24. Моноклональное антитело по п. 23, где эпитоп дополнительно содержит одну или несколько аминокислотных последовательностей, выбранных из группы, состоящей из SEQ ID NO: 147, 148, 152, 154 и 159.

25. Моноклональное антитело по п. 23, где эпитоп дополнительно содержит аминокислотные последовательности SEQ ID NO: 147 и 152.

26. Выделенное моноклональное антитело по п. 1, специфически связывающееся с CD26 человека с K_D приблизительно 5,02⋅e^-9 M.

27. Способ производства антитела по любому из пп. 1-13 и 21-26, включающий следующие стадии:

(i) получение клетки-хозяина по п. 20 или гибридомной клеточной линии, депонированной в CBA-ICLC Генуи (Италия) как PD 12002;

(ii) культивирование клетки-хозяина по п. 20 в среде для культивирования; и

(iii) получение антитела из среды;

(iv) необязательно, очистка антитела с помощью эксклюзионной хроматографии, аффинной хроматографии, ионообменной хроматографии, фильтрации и/или нанофильтрации.

28. Фармацевтическая композиция для стимуляции приживления трансплантата после трансплантации гемопоэтических стволовых клеток, и/или для профилактики и/или лечения реакции "трансплантат против хозяина" (GvHD), предпочтительно после трансплантации гемопоэтических стволовых клеток, и/или для профилактики и/или лечения апластической анемии, предпочтительно тяжелой апластической анемии, содержащая эффективное количество по меньшей мере одного антитела по любому из пп. 1-13 и 21-26 и по меньшей мере один фармацевтически приемлемый эксципиент.

29. Применение фармацевтической композиции по п. 28 в качестве лекарственного средства для стимуляции приживления трансплантата после трансплантации гемопоэтических стволовых клеток, и/или

для профилактики и/или лечения реакции "трансплантат против хозяина" (GvHD), предпочтительно после трансплантации гемопоэтических стволовых клеток, и/или

для профилактики и/или лечения апластической анемии, предпочтительно тяжелой апластической анемии.
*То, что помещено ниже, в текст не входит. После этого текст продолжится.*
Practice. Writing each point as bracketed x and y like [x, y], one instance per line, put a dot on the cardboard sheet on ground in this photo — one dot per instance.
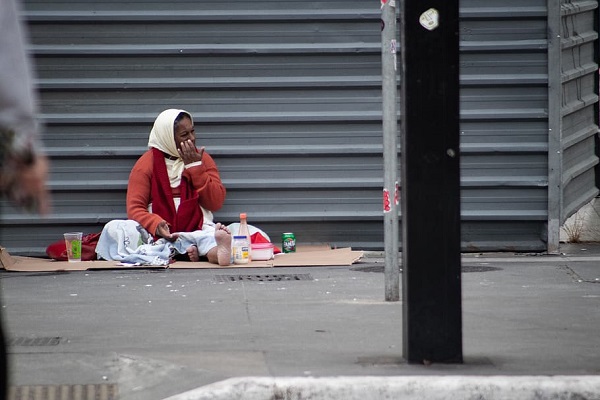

30. Применение антитела по любому из пп. 1-13 и 21-26 в качестве лекарственного средства для стимуляции приживления трансплантата после трансплантации гемопоэтических стволовых клеток, и/или

для профилактики и/или лечения реакции "трансплантат против хозяина" (GvHD), предпочтительно после трансплантации гемопоэтических стволовых клеток, и/или

для профилактики и/или лечения апластической анемии, предпочтительно тяжелой апластической анемии.

31. Набор для стимуляции приживления трансплантата после трансплантации гемопоэтических стволовых клеток, и/или для профилактики и/или лечения реакции "трансплантат против хозяина" (GvHD), предпочтительно после трансплантации гемопоэтических стволовых клеток, и/или для профилактики и/или лечения апластической анемии, предпочтительно тяжелой апластической анемии, содержащий:

(i) по меньшей мере одно антитело по любому из пп. 1-13 и 21-26 или композицию по п. 14 или 15, и дополнительно

(ii) a) по меньшей мере одно иммуносупрессирующее лекарственное средство, или

b) по меньшей мере один кортикостероид и по меньшей мере одно антигистаминное средство.